Ein ideales Wintertraining

Hohe Trittfrequenzen und das dauernde Pedalieren machen ein Starrlauftraining zu einer anspruchsvollen Angelegenheit.

Copyright: Scott Bikes

Velos mit Starrlauf haben nur einen Gang und besitzen keinen Freilauf, die Kurbeln drehen also dauernd mit, wodurch die Trittfrequenz von der Geschwindigkeit abhängig ist. Je nach Gang werden bei hohen Tempi Umdrehungszahlen von bis zu 140 pro Minute erreicht. Das Training mit einem Starrlaufvelo bietet eine gute Möglichkeit, die Tritttechnik zu optimieren und wird meist in den Wintermonaten praktiziert. Die Dauer beträgt etwa 30– 90 Minuten und die gewählte Strecke ist leicht hügelig, damit unterschiedliche Frequenzen gefahren werden (müssen). Je geübter der Fahrer, desto mehr Hügel werden eingebaut. Der Effekt eines solchen Trainings ist eine Ökonomisierung des «Runden Tritts», und auch Fahrtechnik und Umgang mit dem Rad werden geübt. Der Starrlauf zwingt den Fahrer, immer vorauszuschauen und auch vorauszudenken, da die Beine immer drehen und kein Freilauf vorhanden ist. Ein solches Training ist nicht ganz ungefährlich, denn werden Verkehr oder eine Kurve falsch eingeschätzt, kann es schnell zu einem Sturz kommen. Aus diesen Gründen muss man sich an ein Starrlauftraining herantasten.

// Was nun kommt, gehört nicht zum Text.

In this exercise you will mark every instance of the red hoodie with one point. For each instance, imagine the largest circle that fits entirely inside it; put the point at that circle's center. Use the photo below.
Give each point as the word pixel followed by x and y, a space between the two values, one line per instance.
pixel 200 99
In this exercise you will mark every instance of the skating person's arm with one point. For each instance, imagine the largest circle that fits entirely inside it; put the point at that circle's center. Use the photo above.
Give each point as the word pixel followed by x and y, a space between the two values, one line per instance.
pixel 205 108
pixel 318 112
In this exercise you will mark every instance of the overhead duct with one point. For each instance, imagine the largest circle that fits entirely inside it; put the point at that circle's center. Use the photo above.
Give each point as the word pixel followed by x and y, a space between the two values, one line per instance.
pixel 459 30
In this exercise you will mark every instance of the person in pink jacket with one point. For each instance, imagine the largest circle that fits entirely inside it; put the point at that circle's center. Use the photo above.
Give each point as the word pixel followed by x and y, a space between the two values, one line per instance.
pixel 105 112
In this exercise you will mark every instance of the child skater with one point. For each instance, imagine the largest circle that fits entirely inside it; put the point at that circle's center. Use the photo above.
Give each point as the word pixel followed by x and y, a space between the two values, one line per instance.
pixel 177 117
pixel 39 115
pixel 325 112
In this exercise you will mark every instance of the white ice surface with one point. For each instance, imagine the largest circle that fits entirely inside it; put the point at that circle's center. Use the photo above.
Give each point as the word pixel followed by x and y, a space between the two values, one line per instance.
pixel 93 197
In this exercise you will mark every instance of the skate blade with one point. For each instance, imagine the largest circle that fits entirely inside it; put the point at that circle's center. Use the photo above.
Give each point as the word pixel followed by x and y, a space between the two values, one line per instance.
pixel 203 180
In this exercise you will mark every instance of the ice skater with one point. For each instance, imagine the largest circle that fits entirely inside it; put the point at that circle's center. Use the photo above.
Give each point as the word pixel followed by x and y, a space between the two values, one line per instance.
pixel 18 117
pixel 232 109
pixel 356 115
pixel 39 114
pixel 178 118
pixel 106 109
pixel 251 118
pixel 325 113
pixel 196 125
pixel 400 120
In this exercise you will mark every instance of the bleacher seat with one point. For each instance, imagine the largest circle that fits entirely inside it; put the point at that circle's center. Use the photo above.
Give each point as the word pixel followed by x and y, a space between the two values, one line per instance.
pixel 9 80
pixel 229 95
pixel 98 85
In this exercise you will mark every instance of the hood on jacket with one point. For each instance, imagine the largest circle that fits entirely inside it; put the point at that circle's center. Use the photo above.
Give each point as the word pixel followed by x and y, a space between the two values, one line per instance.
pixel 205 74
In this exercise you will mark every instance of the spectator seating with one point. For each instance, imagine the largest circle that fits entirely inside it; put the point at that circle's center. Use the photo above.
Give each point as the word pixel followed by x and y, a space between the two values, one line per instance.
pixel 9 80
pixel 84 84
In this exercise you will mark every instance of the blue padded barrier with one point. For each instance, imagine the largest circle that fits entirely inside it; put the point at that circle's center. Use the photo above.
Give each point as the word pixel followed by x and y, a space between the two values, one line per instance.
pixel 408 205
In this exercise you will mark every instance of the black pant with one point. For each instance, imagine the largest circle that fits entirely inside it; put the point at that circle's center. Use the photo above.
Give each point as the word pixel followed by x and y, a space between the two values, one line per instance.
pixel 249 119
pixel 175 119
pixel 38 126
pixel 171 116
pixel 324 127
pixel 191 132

Es gibt zwei einfache Möglichkeiten, sich in einem «sicheren» Rahmen mit dieser Trainingsform auseinanderzusetzen. Die eine ist das Fahren auf einer Bahn, was z.B. in Oerlikon oder Grenchen möglich ist. Es werden auch geführte Kurse angeboten, um die Technik sicher zu erlernen. Die zweite Variante ist, mit seinem gewohnten Rad eine Starrlauf-Trainingseinheit zu simulieren. Suchen Sie sich dazu eine hügelige und verkehrsarme Strecke aus und legen sie einen Gang ein, der auf der Fläche eine Trittfrequenz von 80–85 Umdrehungen ergibt. Fahren Sie nun 30–90 Minuten konstant die geplante Trainingsstrecke ab, ohne je zu schalten, und versuchen Sie, bei jeder Umdrehungszahl immer mit Druck auf dem Pedal zu fahren. Sie werden merken, dass es eine grosse Herausforderung ist, immer zu treten und dabei das Rad auch in den Kurven unter Kontrolle zu haben. Und dass es koordinativ höchst anspruchsvoll ist, auch bei hohen Trittfrequenzen noch Druck aufs Pedal bringen zu können.